Von Zeit zu Zeit lassen hochmediatisierte Ereignisse Diversität, Diskriminierung und Multikulturalismus als umstrittene politische Themen erscheinen. Dies war der Fall als gegen Ende der ersten 2000er-Dekade in Quebec eine Debatte über die Grenzen einer angemessenen gesellschaftlichen Anpassung (reasonable accommodation) von und an Minderheiten entbrannte. Eine Reihe von Ereignissen schürte diese Diskussion, unter anderem ein Beschluss des Obersten Gerichts (Supreme Court) aus dem Jahr 2006, der einem Sikh Recht gab, der seinen kirpan (Zeremoniedolch) in der Schule tragen wollte; die von orthodoxen Juden vorgebrachte Forderung, die Fenster eines örtlichen Gemeindezentrums mit Milchglas zu versehen, um Sport treibende Frauen vor Blicken zu schützen sowie ein Bericht, dass Männer in einem Wohnbezirk von Geburtsvorbereitungskursen ausgeschlossen wurden, weil einige Migrantinnen sich in ihrer Gegenwart unwohl fühlten. Im Anschluss an diese Ereignisse veröffentlichte die kleine Stadt Hérouxville (Quebec), in der fast keine Minderheiten oder Einwanderer leben, ihre eigenen Regeln für eine angemessene Lebensweise. Wissenschaftlern zufolge zielen diese allein auf die (nicht-existierende) muslimische Einwohnerschaft der Stadt. Die am meisten zitierte dieser Regeln lautet: ″Wir denken, dass das öffentliche Totschlagen von Frauen oder das Verbrennen dieser bei lebendigem Leib nicht Teil unserer Lebensweise ist″.
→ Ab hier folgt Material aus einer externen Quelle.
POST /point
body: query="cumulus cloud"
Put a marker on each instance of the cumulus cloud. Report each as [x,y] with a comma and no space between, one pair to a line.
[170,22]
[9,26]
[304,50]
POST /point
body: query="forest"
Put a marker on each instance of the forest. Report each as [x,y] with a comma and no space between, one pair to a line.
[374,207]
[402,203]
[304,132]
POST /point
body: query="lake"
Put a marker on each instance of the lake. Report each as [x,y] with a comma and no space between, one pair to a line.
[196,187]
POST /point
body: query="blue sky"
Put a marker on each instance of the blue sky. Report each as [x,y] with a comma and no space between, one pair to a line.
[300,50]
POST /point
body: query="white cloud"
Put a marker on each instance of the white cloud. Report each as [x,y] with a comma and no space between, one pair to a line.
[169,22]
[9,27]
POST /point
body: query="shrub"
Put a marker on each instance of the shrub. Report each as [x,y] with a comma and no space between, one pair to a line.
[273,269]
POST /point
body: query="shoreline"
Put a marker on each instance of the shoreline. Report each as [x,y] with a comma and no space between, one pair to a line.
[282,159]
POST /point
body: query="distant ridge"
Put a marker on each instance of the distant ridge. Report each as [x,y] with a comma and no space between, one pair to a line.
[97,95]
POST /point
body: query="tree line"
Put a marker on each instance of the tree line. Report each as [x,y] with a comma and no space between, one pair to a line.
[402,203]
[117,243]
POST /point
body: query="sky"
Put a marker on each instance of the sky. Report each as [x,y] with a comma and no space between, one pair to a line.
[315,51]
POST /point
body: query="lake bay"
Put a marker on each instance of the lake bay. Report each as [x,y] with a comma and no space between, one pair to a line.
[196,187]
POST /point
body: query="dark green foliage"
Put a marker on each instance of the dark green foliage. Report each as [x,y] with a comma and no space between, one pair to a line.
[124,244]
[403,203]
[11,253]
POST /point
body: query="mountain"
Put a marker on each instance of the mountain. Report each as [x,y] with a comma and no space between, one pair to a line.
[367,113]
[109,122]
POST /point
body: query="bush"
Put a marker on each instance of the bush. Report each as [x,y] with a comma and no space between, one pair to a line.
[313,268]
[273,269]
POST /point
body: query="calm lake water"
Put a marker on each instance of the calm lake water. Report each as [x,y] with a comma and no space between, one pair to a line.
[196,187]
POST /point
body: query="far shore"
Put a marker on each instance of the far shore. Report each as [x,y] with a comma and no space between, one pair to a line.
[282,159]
Kurz nach diesem Vorfall beauftragte die Regierung der Provinz Quebec eine Kommission unter Vorsitz von Gerard Bouchard und Charles Taylor (auch Bouchard-Taylor Kommission genannt), Praktiken zur Anpassung an die kulturelle Diversität zu ermitteln und Empfehlungen für die Zukunft auszusprechen. Der Bericht der Kommission aus dem Jahr 2008 machte einige konkrete Vorschläge, betonte aber vor allem, dass die gesellschaftlichen Anpassungsprobleme, auf welche die Kommission reagieren sollte, vielmehr ein Problem der Wahrnehmung (u.a. Überreaktion auf Vorfälle, die von Medien und Politikern überdramatisiert worden waren) seien als ein tatsächliches Problem mit dem Umgang mit Diversität im Alltag.